Following this Cohen scripted a simplified film adaptation of Peter Straub's novel Ghost Story in 1981. He also adapted two other King novels to television miniseries, the 1990 version of It and the 1993 version of The Tommyknockers. In 2001, he wrote an adaptation of the musical South Pacific. Several new scenes, such as Nellie and Emile's first meeting at the officer's club, were added, and a new character was created to serve as Nellie's best friend and confidante. In 2006, he wrote a segment for the TV series Nightmares & Dreamscapes: From the Stories of Stephen King.

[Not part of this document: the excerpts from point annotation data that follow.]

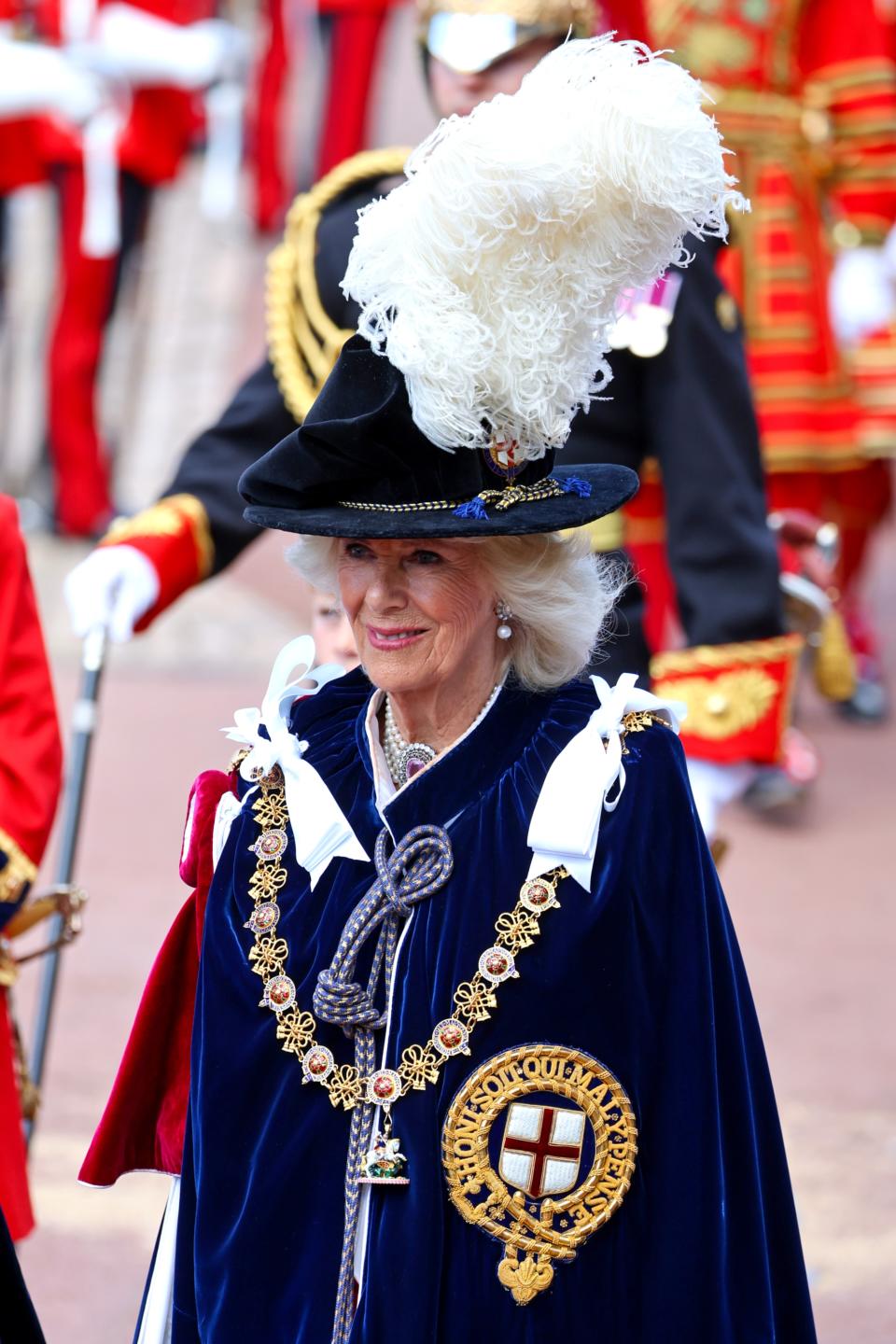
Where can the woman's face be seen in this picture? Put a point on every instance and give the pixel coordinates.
(332, 632)
(422, 611)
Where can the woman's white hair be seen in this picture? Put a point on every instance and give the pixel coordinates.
(559, 593)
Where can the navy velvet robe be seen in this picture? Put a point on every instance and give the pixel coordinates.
(644, 973)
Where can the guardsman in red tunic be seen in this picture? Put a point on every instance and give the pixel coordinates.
(352, 31)
(30, 778)
(694, 414)
(806, 97)
(162, 51)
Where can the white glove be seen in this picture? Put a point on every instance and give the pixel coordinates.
(141, 49)
(715, 787)
(35, 79)
(113, 588)
(860, 297)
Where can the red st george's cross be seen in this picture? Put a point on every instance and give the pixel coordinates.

In 1981, Cohen began to work on a musical adaptation of Carrie, which premiered in 1988 on Broadway to negative reviews and closed after only 16 previews and 5 performances. In 2012, the musical was revived Off Broadway for a limited engagement at the Lucille Lortel Theatre (with Cohen revising the book). He appeared in a 2021 documentary film Pennywise: The Story of It.